2020.01.05

阿部詩の「一本を狙い続ける」凄さ。
武器は体幹の強さと抜群の把持力

  • 柳川悠二●文 text by Yanagawa Yuji
  • photo by Naoki Nishimura/AFLO SPORT

東京オリンピックで輝け!
最注目のヒーロー&ヒロイン
女子柔道 阿部詩 編

 日本発祥のJUDOが五輪の正式種目に採用された1964年の東京五輪以来、柔道界の顔といえば男子の最重量級だった。

 昭和時代の山下泰裕、斎藤仁に、平成に入れば小川直也や現・男子監督の井上康生──。大男達の肉弾戦はまさしく柔道の最強を決める戦いであり、その頂点に立つ柔道家こそ顔となっていた。五輪の金メダルよりも、無差別で争われる全日本選手権の優勝こそ、柔道家がもっとも憧れるタイトルであった。

兄の一二三とともに東京五輪出場を目指す阿部詩 その一方で、1988年のソウル五輪で公開競技となり、続くバルセロナ五輪で正式種目となった女子は、近年まで最軽量の階級となる48キロ級の谷(旧姓・田村)亮子が牽引した。

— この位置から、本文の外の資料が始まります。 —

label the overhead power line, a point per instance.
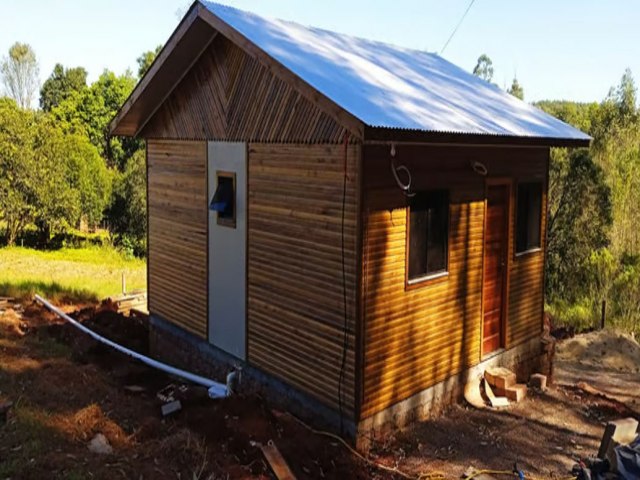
(457, 26)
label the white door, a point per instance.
(227, 246)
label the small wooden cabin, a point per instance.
(361, 224)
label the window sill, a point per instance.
(427, 279)
(531, 251)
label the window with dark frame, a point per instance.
(224, 199)
(428, 234)
(528, 216)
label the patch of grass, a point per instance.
(579, 315)
(68, 274)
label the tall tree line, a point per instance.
(58, 165)
(594, 210)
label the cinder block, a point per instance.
(500, 377)
(539, 381)
(618, 432)
(517, 392)
(171, 407)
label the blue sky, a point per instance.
(558, 49)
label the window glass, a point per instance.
(529, 212)
(428, 233)
(223, 201)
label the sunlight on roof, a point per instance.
(393, 87)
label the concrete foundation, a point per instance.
(185, 350)
(523, 359)
(180, 348)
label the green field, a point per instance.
(69, 274)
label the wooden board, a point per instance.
(295, 286)
(416, 337)
(177, 262)
(229, 95)
(496, 250)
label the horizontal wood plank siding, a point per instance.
(295, 286)
(417, 336)
(229, 95)
(178, 233)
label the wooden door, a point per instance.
(496, 245)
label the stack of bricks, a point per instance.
(503, 382)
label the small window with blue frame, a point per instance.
(224, 199)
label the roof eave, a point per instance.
(383, 134)
(180, 51)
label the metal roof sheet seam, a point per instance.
(386, 86)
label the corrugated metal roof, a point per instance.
(394, 87)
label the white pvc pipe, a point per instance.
(216, 390)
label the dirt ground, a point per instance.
(66, 388)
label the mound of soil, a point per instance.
(602, 348)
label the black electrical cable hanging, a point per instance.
(457, 26)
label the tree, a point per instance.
(89, 111)
(60, 84)
(579, 221)
(146, 59)
(17, 167)
(128, 210)
(484, 68)
(516, 89)
(19, 71)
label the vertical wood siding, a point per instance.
(417, 336)
(295, 287)
(178, 233)
(229, 95)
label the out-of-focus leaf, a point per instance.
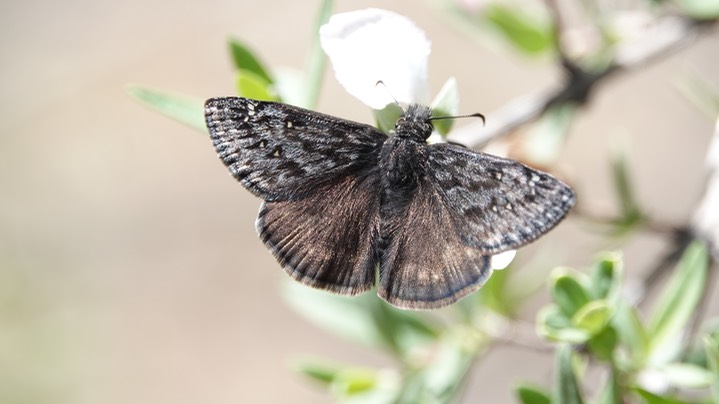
(567, 390)
(245, 59)
(316, 62)
(606, 276)
(612, 392)
(186, 110)
(290, 86)
(568, 293)
(532, 395)
(522, 30)
(593, 316)
(711, 347)
(631, 215)
(631, 333)
(365, 319)
(446, 103)
(318, 370)
(387, 117)
(253, 86)
(602, 344)
(555, 326)
(677, 303)
(685, 375)
(700, 9)
(544, 141)
(651, 398)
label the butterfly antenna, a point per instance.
(380, 82)
(475, 115)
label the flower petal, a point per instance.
(372, 45)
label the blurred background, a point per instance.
(130, 271)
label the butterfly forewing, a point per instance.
(280, 152)
(317, 175)
(496, 204)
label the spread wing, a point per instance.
(318, 177)
(281, 152)
(496, 204)
(466, 207)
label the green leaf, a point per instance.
(685, 375)
(245, 60)
(606, 276)
(318, 370)
(365, 319)
(524, 31)
(387, 117)
(593, 316)
(532, 395)
(186, 110)
(677, 303)
(651, 398)
(555, 326)
(568, 293)
(567, 390)
(445, 104)
(711, 347)
(316, 63)
(253, 86)
(602, 344)
(631, 333)
(631, 215)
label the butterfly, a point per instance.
(345, 204)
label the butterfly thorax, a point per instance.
(415, 124)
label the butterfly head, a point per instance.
(415, 123)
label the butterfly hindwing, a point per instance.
(281, 152)
(326, 240)
(425, 263)
(496, 204)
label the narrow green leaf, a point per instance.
(553, 325)
(685, 375)
(567, 390)
(316, 64)
(602, 344)
(244, 59)
(446, 103)
(593, 316)
(631, 333)
(677, 303)
(319, 370)
(606, 276)
(522, 30)
(183, 109)
(365, 319)
(532, 395)
(253, 86)
(651, 398)
(387, 117)
(568, 293)
(711, 347)
(631, 215)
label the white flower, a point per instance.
(372, 45)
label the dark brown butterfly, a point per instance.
(343, 200)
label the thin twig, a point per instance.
(668, 35)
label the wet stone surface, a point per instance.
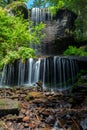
(43, 110)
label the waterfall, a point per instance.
(57, 73)
(30, 69)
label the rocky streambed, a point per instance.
(29, 109)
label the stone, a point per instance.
(9, 106)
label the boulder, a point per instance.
(8, 106)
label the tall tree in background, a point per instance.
(77, 6)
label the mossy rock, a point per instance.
(8, 106)
(18, 8)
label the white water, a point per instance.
(56, 73)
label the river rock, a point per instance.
(8, 106)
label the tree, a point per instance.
(80, 8)
(15, 32)
(39, 3)
(4, 3)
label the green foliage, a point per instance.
(16, 34)
(72, 50)
(4, 3)
(25, 53)
(77, 6)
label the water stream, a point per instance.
(58, 73)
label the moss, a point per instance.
(29, 97)
(18, 8)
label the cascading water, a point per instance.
(57, 73)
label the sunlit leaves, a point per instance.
(16, 34)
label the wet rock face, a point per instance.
(46, 111)
(17, 8)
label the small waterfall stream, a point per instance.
(58, 73)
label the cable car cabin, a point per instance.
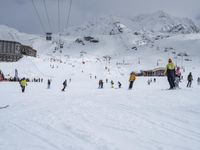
(48, 36)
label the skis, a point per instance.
(2, 107)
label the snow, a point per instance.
(87, 118)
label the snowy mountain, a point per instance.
(155, 22)
(84, 117)
(163, 22)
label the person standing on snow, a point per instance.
(177, 77)
(48, 83)
(131, 80)
(23, 84)
(190, 78)
(170, 72)
(64, 85)
(198, 81)
(119, 84)
(112, 83)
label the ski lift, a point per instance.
(48, 36)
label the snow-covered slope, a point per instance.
(87, 118)
(163, 22)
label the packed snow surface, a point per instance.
(148, 117)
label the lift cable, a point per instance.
(38, 15)
(68, 16)
(59, 16)
(46, 12)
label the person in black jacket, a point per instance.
(170, 72)
(190, 78)
(64, 85)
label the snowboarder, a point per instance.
(131, 80)
(119, 84)
(170, 72)
(177, 77)
(48, 83)
(189, 78)
(23, 84)
(112, 83)
(198, 81)
(64, 85)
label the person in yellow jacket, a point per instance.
(170, 73)
(131, 80)
(23, 84)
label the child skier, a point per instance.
(190, 78)
(177, 77)
(23, 84)
(119, 84)
(198, 81)
(112, 83)
(64, 85)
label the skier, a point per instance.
(119, 84)
(170, 72)
(64, 85)
(23, 84)
(131, 80)
(177, 77)
(189, 78)
(198, 81)
(100, 84)
(149, 82)
(112, 83)
(48, 83)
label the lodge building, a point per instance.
(11, 51)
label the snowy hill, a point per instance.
(87, 118)
(163, 22)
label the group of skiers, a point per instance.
(111, 82)
(172, 72)
(174, 76)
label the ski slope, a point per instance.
(85, 117)
(148, 117)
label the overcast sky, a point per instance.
(21, 15)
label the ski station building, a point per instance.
(11, 51)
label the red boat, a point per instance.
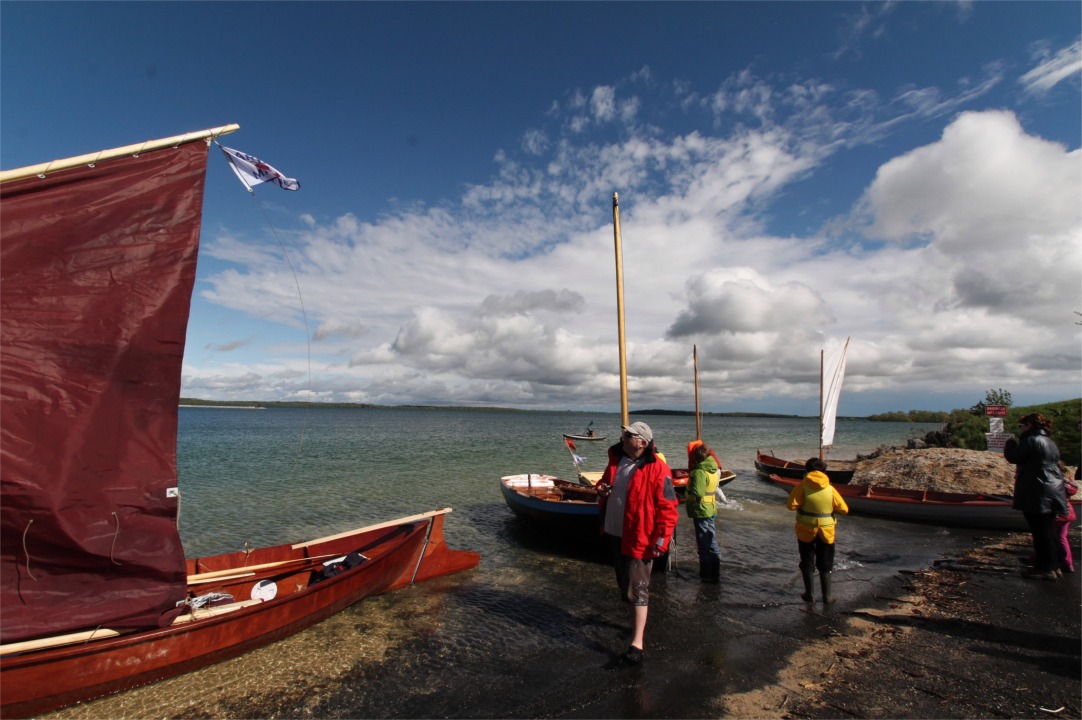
(282, 593)
(97, 259)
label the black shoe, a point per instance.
(632, 656)
(1033, 574)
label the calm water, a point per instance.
(535, 629)
(278, 475)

 谷が2008年の北京五輪を最後に引退して以降、長く女王として君臨し、一時代を築くような柔道家は現れなかった。だが今、攻撃的な柔道と、愛らしい笑顔で柔道界の期待を一身に背負う女子アスリートがいる。52キロ級の阿部詩(うた)だ。

 2017年11月の講道館杯を男子66キロ級の兄・一二三と同じ高校2年生(兵庫・夙川学院)で制し、翌12月のグランドスラム東京でも初の国際大会優勝を飾った阿部は、高らかにこう宣言した。

「2020年まで、阿部詩の時代を続けていきたいと思います」

 その言葉どおり、五輪イヤーとなる現在まで、日本の女子柔道は彼女が先導してきた。

 2018年はアゼルバイジャンのバクーで開催された世界選手権に初出場し、兄と同日に世界一を達成した。この大会の決勝で対戦した前年の世界王者・志々目愛(ししめ・あい)と、巴投げや寝技を得意とする角田夏実との国内代表争いは当時、熾烈を極めていた。

 阿部は国内ライバルとの相性は悪かったものの、何より相手をしっかり投げきる技術と、海外選手に対する強さが評価され、代表争いをリードしてきた。

 兄と同じ日本体育大学に進学した昨年は、東京開催の世界選手権で2連覇に成功。11月のグランドスラム大阪で優勝すれば東京五輪の代表当確となったが、決勝でアマンディーヌ・ブシャール(フランス)に対外国人選手初黒星を喫してしまう。